Evening On The Potomac.

The fervid breath of our flushed Southern May
Is sweet upon the city's throat and lips,
As a lover's whose tired arm slips
Listlessly over the shoulder of a queen.

Far away
The river melts in the unseen.
Oh, beautiful Girl-City, how she dips
Her feet in the stream
With a touch that is half a kiss and half a dream!
Her face is very fair,
With flowers for smiles and sunlight in her hair.
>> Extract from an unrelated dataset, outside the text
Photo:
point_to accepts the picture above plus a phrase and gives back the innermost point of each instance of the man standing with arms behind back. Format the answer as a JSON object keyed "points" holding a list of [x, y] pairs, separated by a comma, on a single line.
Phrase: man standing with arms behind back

My westland flower-town, how serene she is!
Here on this hill from which I look at her,
All is still as if a worshipper
Left at some shrine his offering.

Soft winds kiss
My cheek with a slow lingering.
A luring whisper where the laurels stir
Wiles my heart back to woodland-ward again.

But lo,
Across the sky the sunset couriers run,
And I remain
To watch the imperial pageant of the Sun
Mock me, an impotent Cortez here below,
With splendors of its vaster Mexico.

O Eldorado of the templed clouds!
O golden city of the western sky!
Not like the Spaniard would I storm thy gates;
Not like the babe stretch chubby hands and cry

To have thee for a toy; but far from crowds,
Like my Faun brother in the ferny glen,
Peer from the wood's edge while thy glory waits,
And in the darkening thickets plunge again.